Title: Feed Withdrawal and Transport Interactions with Intestinal and Peripheral Immunity

item Eicher, Susan
item Lay Jr, Donald
item Rostagno, Marcos

Submitted to: Research Workers in Animal Diseases Conference Proceedings
Publication Type: Abstract Only
Publication Acceptance Date: 11/11/2009
Publication Date: 12/6/2009
Citation: Eicher, S.D., Lay Jr, D.C., Rostagno, M.H. 2009. Feed Withdrawal and Transport Interactions with Intestinal and Peripheral Immunity. Research Workers in Animal Diseases Conference Proceedings. p. 107.

Interpretive Summary:

Technical Abstract: Multiple stressors associated with transporting finishing pigs to slaughter can result in increased shedding of pathogens. Previously we found feed withdrawal by itself or followed by transportation increased Salmonella concentrations in ileal contents. However, no difference was found among treatments in frequency of Salmonella-positive samples, and rectal contents consistently contained very low concentrations of Salmonella regardless of treatment.

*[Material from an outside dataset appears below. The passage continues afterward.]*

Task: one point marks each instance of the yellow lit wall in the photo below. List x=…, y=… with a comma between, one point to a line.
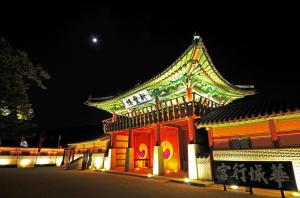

The objective of this study was to evaluate the effects of transport and feed withdrawal on intestinal and peripheral immunity of transported finishing pigs. Finishing pigs (n=60) were assigned to one of four treatments: control (C), 12-h feed withdrawal (FW), 2-h transport (T), or feed withdrawal and transport (FWT). Blood was collected for differential counts and cortisol concentrations. Lung, spleen, and mesenteric lymph nodes were collected for RNA expression of IL-1ß, IL-1 receptor antagonist (Ra), TNF-a, and anti-microbial peptide PR-39. Total WBC and eosinophil counts were greatest (P<0.01) for T compared with other treatments. Transport treatments had greater neutrophil counts and fewer lymphocyte and monocyte counts compared to non-transported pigs (P<0.01). Hematocrit percentages and plasma cortisol concentrations did not differ among the treatments. Lung and mesenteric lymph node tissues did not differ in RNA expression of IL-1ß, IL-1Ra, TNF-a, or PR-39. Although spleen tissue did not differ for IL-1ß and TNF-a expression, IL-1Ra tended to be greater for T compared with FWT (P= 0.07) and T pigs tended to have more PR-39 than FWT (P=0.06) and C (P=0.09). These data imply that although immunity is activated, opportunity for innate immune modulation of a pathogen in this time frame is very limited.